During the height of the story, in the 1990s, Cohen became a proponent of red mercury. He claimed not only that it existed, but that he knew its nature; it was a powerful ballotechnic material that directly compressed the fusion fuel without the need for a fission primary. Bombs using red mercury had no real critical mass and could be developed at any size. He further claimed that the Soviets had produced a number of "micro-nukes" based on red mercury, which are described as being about as large as a baseball and weighing 10 pounds. According to Cohen, their existence meant that any effort to control nuclear proliferation based on fissile material was thus hopeless. A reiteration of the claim can be seen in The Nuclear Threat That Doesn't Exist – or Does It or No?, by Cohen and Joe Douglass in a March 11, 2003, guest editorial in Financial Sense Online.

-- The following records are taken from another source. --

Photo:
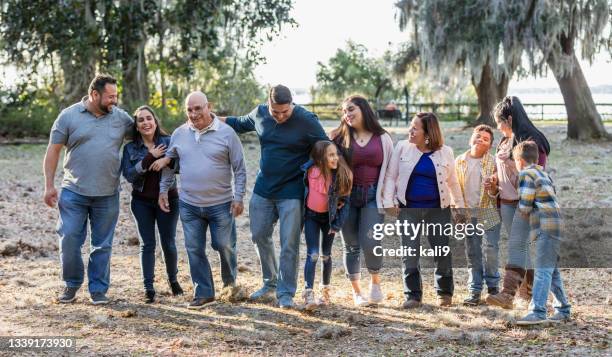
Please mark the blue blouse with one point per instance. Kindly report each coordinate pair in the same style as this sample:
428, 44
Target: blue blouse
422, 190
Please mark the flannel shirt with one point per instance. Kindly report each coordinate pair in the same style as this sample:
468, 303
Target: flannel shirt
538, 199
487, 212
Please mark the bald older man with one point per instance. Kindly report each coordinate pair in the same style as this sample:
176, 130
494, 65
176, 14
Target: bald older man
208, 152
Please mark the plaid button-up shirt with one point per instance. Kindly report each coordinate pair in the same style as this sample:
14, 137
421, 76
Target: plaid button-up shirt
537, 198
487, 212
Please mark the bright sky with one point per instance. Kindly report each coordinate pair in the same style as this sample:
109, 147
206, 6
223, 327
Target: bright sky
326, 25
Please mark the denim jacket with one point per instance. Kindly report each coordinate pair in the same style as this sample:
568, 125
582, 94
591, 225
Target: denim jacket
131, 163
337, 217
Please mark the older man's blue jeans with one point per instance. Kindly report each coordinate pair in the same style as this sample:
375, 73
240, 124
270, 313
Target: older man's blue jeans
263, 214
196, 221
75, 211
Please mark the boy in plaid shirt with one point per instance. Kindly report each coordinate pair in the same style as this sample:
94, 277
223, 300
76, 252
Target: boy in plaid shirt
538, 201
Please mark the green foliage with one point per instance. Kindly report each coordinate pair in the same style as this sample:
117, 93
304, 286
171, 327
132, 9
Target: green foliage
353, 71
28, 112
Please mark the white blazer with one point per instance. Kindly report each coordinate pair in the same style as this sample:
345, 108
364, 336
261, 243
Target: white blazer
404, 159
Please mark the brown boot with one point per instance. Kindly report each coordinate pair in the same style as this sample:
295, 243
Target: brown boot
513, 277
524, 292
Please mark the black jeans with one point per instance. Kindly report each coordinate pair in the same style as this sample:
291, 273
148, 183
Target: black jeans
413, 286
147, 213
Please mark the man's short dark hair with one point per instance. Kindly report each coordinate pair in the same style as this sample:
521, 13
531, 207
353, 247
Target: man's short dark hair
527, 150
279, 94
100, 81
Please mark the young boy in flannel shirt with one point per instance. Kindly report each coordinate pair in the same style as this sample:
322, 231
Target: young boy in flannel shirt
537, 199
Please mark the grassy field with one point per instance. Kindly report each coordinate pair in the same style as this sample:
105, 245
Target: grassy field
29, 282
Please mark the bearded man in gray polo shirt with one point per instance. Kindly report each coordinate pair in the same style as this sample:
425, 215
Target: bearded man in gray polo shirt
92, 131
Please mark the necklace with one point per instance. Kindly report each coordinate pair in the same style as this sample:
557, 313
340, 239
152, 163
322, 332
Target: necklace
362, 139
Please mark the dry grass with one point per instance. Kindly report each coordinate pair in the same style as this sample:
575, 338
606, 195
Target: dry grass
29, 282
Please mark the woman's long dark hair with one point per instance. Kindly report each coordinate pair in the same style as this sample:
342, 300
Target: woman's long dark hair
159, 131
342, 134
522, 128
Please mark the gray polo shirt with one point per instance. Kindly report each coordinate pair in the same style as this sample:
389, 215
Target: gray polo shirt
92, 162
207, 161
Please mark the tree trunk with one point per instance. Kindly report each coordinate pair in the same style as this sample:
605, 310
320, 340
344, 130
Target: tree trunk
489, 92
583, 120
133, 64
77, 76
78, 68
160, 50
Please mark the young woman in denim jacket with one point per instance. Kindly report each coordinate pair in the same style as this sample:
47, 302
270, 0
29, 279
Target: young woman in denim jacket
140, 167
328, 181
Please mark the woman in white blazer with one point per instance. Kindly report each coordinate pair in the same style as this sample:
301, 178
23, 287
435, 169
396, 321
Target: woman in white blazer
421, 179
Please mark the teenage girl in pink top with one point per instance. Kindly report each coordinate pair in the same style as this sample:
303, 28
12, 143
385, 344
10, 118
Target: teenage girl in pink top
328, 181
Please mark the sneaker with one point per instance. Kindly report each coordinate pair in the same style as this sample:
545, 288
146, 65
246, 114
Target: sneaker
263, 294
521, 303
359, 300
176, 288
503, 300
99, 299
149, 296
68, 295
445, 300
472, 300
411, 303
376, 296
558, 317
325, 298
309, 300
285, 302
531, 319
199, 303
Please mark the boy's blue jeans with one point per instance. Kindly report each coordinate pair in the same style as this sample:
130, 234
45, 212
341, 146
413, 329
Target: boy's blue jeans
547, 277
102, 213
483, 259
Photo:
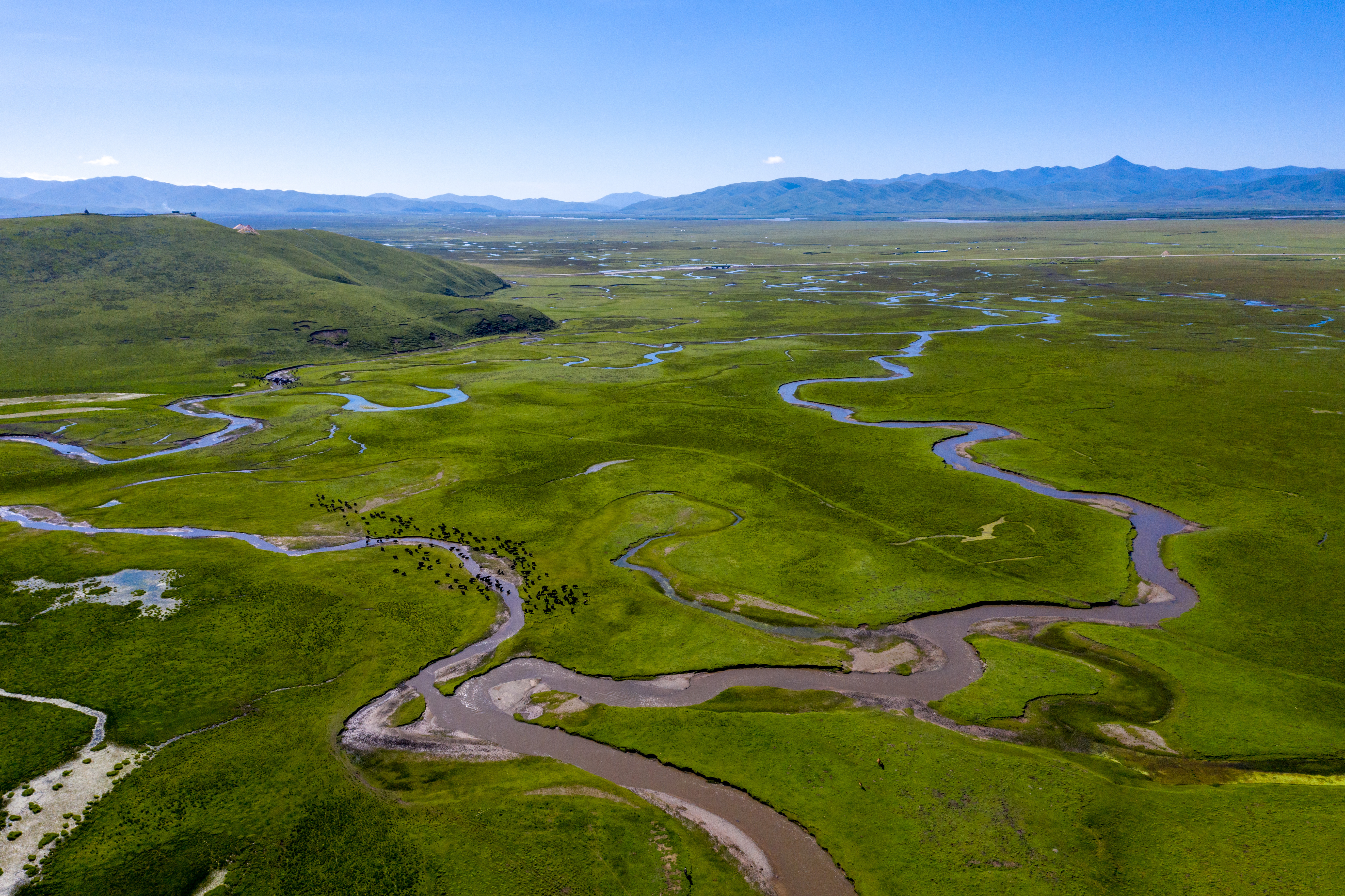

===Political involvement===
In 1984, in a cover story for the libertarian magazine Reason, Cohen expressed support for the construction of a nuclear-radiation field along the borders of Israel as a means of protecting it from the military forces of other nations and killing anyone who approached it via gamma radiation. "What I am suggesting is the construction of a border barrier whose most effective component is an extremely intense field of nuclear radiation (produced by the operation of underground nuclear reactors), sharply confined to the barrier zone, which practically guarantees the death of anyone attempting to breach the barrier," he wrote. "Establishing such a 'nuclear wall' at the borders of a threatened country can make virtually impossible any successful penetration by ground forces – as well as a preemptive ground attack by the threatened country."

Cohen spoke at an April 2000 fundraiser in La Canada, California, for then-Reform Party presidential candidate Patrick Buchanan. Irv Rubin was prominently present at this event, with his organization, the Jewish Defense League (JDL), and with members of the Libertarian Party, to protest. The JDL posted Cohen's home phone number and address on its website, urging its members to contact him, to persuade him to stop supporting Buchanan.

In her address to the 2000 Reform Party National Convention, Buchanan's running mate, Ezola Foster, cited Cohen's endorsement of Buchanan to refute the claim that the candidate was anti-Semitic.

==Support for Baptist pastor and author William P. Grady==
As part of a self-described unusual friendship, Cohen wrote the afterword to William P. Grady's 2005 bestseller titled How Satan Turned America Against God. Cohen explained that although he was an unbelieving Jew, and thus could not relate to the spiritual content of the book, he concurred with Grady's grasp of America's disastrous foreign policy.

==Death==
He died on November 28, 2010, in Brentwood, Los Angeles, from complications of his stomach cancer.

==In popular culture==
On the DVD of the film Repo Man (which contains a fictional character loosely based on Cohen and the neutron bomb as a plot device), Cohen is interviewed in the commentary on the deleted scenes. During the interview, Cohen asserts that the neutron bomb conforms to just war theories.

The Neutron Bomb documentary film by Peter Kuran (released in 2022) was partly based on a prior interview with Cohen.